Recently, she has begun to reach out to local licensed counselors and therapists to create individualized programs for those who are suffering with depression, post traumatic stress disorder (PTSD), and children and teens who are experiencing discrimination and bullying.

In the case of a young person who has experienced bullying, Bergquist-Bowen would begin by just letting the youngster be around the horses.

“Just being with them has a calming effect,” she said. “Eventually the teen would learn to groom the horse and a relationship would happen. There would be a healing and eventually the teen would feel comfortable to speak about what’s up in her life.
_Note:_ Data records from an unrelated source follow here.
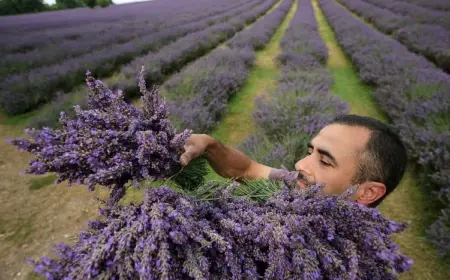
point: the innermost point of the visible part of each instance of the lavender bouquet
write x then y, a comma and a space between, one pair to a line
295, 234
111, 143
217, 230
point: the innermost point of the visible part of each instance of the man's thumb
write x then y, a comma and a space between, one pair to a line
186, 158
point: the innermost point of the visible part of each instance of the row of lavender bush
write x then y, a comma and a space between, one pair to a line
159, 64
199, 94
422, 15
86, 17
432, 41
302, 103
25, 91
432, 4
412, 91
61, 50
174, 56
155, 16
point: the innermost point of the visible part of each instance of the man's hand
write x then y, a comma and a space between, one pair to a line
194, 147
226, 161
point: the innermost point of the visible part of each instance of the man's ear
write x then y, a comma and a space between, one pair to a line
369, 192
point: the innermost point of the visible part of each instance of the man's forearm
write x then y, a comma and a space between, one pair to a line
231, 163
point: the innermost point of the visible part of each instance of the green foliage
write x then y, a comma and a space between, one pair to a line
13, 7
258, 190
193, 175
282, 150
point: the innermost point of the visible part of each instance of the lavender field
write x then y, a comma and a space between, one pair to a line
260, 75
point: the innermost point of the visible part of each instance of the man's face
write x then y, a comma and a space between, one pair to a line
333, 157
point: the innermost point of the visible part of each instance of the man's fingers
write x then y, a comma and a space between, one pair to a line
186, 158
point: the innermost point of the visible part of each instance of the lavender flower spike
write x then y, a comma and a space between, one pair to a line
109, 143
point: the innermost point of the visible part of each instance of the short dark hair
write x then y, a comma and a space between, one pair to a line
384, 159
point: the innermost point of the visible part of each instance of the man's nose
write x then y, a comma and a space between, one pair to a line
304, 165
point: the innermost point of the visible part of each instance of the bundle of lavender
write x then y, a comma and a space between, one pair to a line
111, 143
295, 234
218, 230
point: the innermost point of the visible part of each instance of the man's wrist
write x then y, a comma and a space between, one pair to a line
211, 142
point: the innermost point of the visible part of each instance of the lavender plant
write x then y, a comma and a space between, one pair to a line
22, 92
429, 40
301, 104
110, 143
293, 235
410, 89
422, 15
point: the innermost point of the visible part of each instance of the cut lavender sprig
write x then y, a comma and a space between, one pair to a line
109, 143
293, 235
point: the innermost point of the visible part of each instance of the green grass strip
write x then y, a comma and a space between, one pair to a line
238, 122
409, 202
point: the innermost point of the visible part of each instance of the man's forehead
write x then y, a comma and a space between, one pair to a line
336, 137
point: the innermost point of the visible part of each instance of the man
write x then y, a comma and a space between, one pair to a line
350, 150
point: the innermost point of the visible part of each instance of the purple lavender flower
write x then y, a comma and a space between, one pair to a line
109, 143
293, 235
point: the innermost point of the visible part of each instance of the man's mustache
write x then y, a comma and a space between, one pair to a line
303, 178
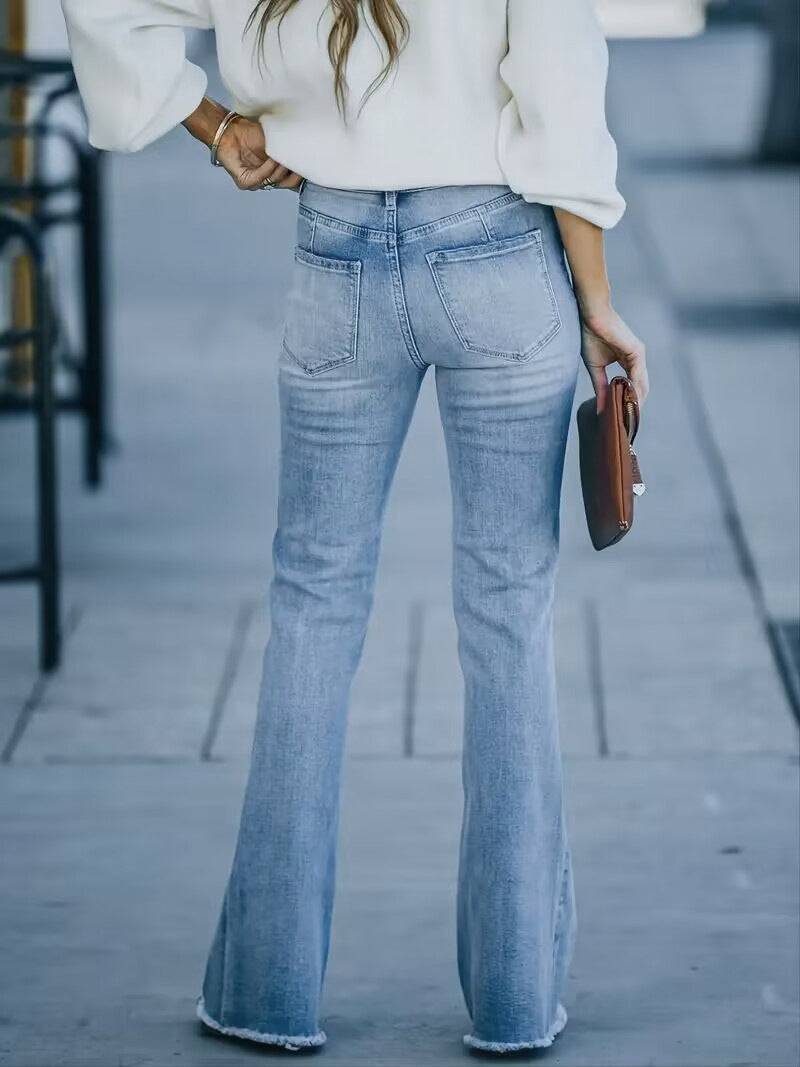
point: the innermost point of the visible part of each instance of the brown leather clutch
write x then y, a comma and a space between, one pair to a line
609, 467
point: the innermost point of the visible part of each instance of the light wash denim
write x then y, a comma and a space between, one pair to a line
473, 281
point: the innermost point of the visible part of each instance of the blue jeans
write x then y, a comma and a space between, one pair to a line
473, 281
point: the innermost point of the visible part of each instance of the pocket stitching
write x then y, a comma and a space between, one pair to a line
353, 269
478, 252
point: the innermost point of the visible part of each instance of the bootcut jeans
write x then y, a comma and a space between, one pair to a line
472, 280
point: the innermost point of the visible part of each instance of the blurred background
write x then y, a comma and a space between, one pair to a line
141, 303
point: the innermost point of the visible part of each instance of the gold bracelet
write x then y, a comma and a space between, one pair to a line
218, 136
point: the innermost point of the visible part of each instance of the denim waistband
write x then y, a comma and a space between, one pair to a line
399, 209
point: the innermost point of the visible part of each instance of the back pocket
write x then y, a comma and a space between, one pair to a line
321, 323
498, 296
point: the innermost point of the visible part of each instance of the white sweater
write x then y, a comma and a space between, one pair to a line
507, 92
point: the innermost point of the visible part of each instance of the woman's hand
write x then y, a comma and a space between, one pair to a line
605, 339
243, 154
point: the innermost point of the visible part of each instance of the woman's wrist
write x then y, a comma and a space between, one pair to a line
205, 120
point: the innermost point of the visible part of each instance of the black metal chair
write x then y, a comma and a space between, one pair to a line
16, 232
89, 368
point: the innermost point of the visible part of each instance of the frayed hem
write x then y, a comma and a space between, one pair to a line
540, 1042
291, 1041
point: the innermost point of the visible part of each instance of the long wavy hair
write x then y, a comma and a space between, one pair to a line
386, 14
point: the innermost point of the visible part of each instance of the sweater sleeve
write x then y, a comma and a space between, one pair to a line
554, 144
129, 59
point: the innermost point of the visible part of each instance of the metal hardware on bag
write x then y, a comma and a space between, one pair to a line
219, 134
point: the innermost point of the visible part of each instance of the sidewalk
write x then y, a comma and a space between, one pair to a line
125, 770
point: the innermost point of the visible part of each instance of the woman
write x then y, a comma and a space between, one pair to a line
447, 153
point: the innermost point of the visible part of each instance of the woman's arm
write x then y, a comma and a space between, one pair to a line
605, 336
242, 149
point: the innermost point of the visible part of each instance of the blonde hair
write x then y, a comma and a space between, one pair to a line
386, 14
“When they feel safe with an animal that is 1,000 pounds and much larger than they are, they will open up. They will learn about safe space and it will transcend into them being able to stand up for themselves when someone is invading their space.”

She recently saw it work with a young girl who faced bullying.

“She came to the point where she told me she was able to tell a boy at school not to talk to her like that anymore.”

Regardless of the issue an individual has, Bergquist-Bowen knows that by establishing honest relationships with horses, the individual can learn to overcome it. But each person she works with is unique and the work can take anywhere from three months to a year. She works with her clients based on a sliding scale that can be adjusted to an individual’s need. Generally, her clients will meet with her for an hour to 90 minutes each week. Costs vary depending on whether the work includes one-on-one virtual coaching and email progress reports in addition to the hands-on work with the horses. Group prices are less expensive.

“My goal is to help them make changes and making changes takes time,” she said. “It’s a process of getting the clients to learn to trust me and trust the horses.”

A lot of the focus of Bergquist-Bowen’s work is to re-unite each person with their right brain.

“It’s about our creativity,” she said. “We’ve lost touch with the right side of our brains. We spend so much time thinking, organizing, planning and doing, all part of our intellectual side. And there is a need for that. But we need to be who we are. We need to know our soul — our creative right-brain side.”

Bergquist-Bowen can be reached at drea.b.bowen@gmail.com, or by phone at (360) 509-2948. Her website is www.HorsesHealHearts.com.

At a Glance
Drea Bergquist-Bowen offers a program called “My Herd Your Heart” during winter.

For two sessions, each two hours in length, clients spend time grooming one of the horses in her herd.

The program is designed for women, teens and for a parent-teen team working together with a horse.

Participants are required to attend an initial safety meeting where she goes over the “How to be Safe Around Horses” hand out.

There is no formal agenda, she said. Participants learn the basics about horses and their care, but the mission is to spend time up close with nature and horses.